It’s 2021, time for The Return of Pachyman, Puerto Rico’s emerging master of rub-a-dub style. The Caribbean island’s paradisiacal lure as a mecca of Afro-Caribbean music is usually expressed through upbeat genres like salsa and reggaetón. But that doesn’t mean it isn’t a place for skanking guitars and echoing fat beats, conjuring up massive walls of sound.
García is perhaps best known as the drummer/vocalist for the L.A.-based band Prettiest Eyes, a unique pop-noise project that reflects his other formative interest, synth punk. He thinks of his new recording, called The Return of Pachyman, the way King Tubby would, an “x-ray” of reggae music, breaking it down to its bare bones. Designed to be a resurrection of sound systems from the past through which we can celebrate a post-Trump future, the record shows that blasting off into reggae’s deep space has never gone out of style. It’s a high-flying journey into a different kind of dub vibe, as García tells it, by composing songs “in major keys, which is not as common with reggae nowadays.”

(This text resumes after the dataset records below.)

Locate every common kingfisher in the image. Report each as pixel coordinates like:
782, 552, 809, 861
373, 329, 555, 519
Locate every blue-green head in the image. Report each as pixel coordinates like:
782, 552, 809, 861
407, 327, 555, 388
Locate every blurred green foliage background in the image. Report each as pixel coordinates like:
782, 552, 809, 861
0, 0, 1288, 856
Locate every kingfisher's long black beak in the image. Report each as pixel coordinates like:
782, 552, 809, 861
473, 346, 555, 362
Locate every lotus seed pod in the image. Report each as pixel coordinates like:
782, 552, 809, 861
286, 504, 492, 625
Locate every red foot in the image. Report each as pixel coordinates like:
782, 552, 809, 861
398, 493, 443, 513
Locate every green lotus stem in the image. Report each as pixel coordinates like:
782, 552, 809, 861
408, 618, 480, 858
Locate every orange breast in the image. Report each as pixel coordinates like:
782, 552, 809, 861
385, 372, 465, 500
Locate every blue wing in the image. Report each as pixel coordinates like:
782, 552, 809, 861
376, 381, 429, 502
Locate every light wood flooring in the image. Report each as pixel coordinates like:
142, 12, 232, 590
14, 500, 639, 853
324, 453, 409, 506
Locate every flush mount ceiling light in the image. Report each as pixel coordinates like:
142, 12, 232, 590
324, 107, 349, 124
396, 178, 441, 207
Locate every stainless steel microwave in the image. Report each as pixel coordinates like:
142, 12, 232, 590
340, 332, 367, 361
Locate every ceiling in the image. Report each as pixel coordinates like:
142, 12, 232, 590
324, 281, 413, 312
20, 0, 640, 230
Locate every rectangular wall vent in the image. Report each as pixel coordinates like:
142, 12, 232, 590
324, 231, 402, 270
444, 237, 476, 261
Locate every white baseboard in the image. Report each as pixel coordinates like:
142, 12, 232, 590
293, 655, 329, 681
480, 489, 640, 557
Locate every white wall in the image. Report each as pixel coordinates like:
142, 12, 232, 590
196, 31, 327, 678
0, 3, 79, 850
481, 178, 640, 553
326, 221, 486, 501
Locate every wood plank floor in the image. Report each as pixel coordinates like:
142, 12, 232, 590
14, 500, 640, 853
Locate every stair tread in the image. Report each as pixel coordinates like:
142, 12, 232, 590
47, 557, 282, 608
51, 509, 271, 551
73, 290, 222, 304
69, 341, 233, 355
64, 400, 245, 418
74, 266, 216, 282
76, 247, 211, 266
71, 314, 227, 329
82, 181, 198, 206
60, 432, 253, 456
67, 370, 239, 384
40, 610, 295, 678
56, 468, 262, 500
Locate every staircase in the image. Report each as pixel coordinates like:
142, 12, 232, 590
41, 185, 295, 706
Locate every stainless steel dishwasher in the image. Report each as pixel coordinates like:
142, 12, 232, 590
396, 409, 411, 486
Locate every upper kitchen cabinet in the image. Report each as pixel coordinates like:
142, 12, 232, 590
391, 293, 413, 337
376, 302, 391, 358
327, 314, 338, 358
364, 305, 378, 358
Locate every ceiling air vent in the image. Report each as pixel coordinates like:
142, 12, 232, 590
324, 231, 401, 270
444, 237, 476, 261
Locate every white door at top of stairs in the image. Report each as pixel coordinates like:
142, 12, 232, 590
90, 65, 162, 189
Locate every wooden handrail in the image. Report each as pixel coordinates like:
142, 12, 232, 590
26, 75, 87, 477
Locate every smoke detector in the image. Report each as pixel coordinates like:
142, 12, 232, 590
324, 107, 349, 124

With The Return of Pachyman, García wants to show how the Caribbean flow is transnational, a vibe that resounds from Jamaica to San Juan to Southern California. "With this project, I was looking to make positive music and radiate good energy; something to kinda disconnect from the negative things that were happening at the moment," Garcia explained. "I am trying to make this project a service for humanity in the sense that I just wanted to shine a positive light.”